Based on study findings police officers and their supervisors should address several key components. First, use of force and restraint policies should be reviewed and revised as warranted as they pertain to special needs populations (substance abusers and the mentally ill). The policy should guide officers in all of the authorized equipment and control techniques to apply when facing a violent restraint encounter. Appropriate restraint techniques and equipment authorized should be addressed in the policy as well as addressing appropriate medical intervention strategies.
Second, ongoing training to relevant policies and the use of less-lethal force equipment for violent restraint incidents should be provided. Command personnel should provide direction and provide officers with the proper types of restraint equipment to use in the field when confronting a violent restraint incident.
Third, training scenarios which depict these types of incidents should be provided and officers should regularly practice multiple officer control and restraint techniques which include the use of authorized restraints and less-lethal equipment specified by policy. Control and restraint in the prone position of a violent and combative subject is the preferred and safest position for responding officers and found to be constitutional by the courts. When tactically feasible, multiple officers should respond to these types of violent incidents and control and restraint should be accomplished quickly, based on the totality of the incident circumstances, and confrontation variables (Klugiewicz, 2000; Ross and Siddle, 2003; Tardiff, 1996).
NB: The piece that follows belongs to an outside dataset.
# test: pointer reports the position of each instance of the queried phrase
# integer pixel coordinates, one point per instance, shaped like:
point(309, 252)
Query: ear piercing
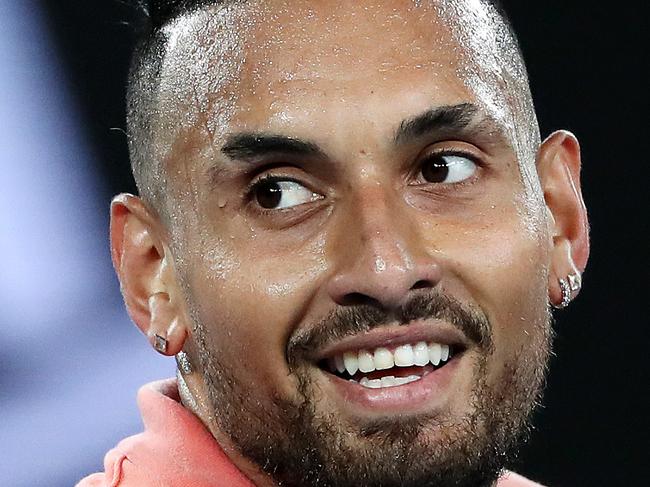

Fourth, periodic training on the sypmtomologies and subject behaviors associated with sudden restraint in custody deaths should be provided as well as updates on legal cases reflecting court decisions. Officers should be taught to monitor signs of medical distress of arrestees and to request medical personnel as warranted. The preferred method of transport is by emergency medical vehicle. Documenting all subject behaviors and resistance, language used, all attempts to verbally control the subject by officers as well as documenting all use force control techniques, less-lethal force equipment used, all restraint equipment used, and monitoring procedures used, as well as summoning back up, health care providers, and command personnel should be articulated in a written report. Agency personnel responsible for investigating a sudden in custody death should also receive training to the unique features commonly associated with these deaths.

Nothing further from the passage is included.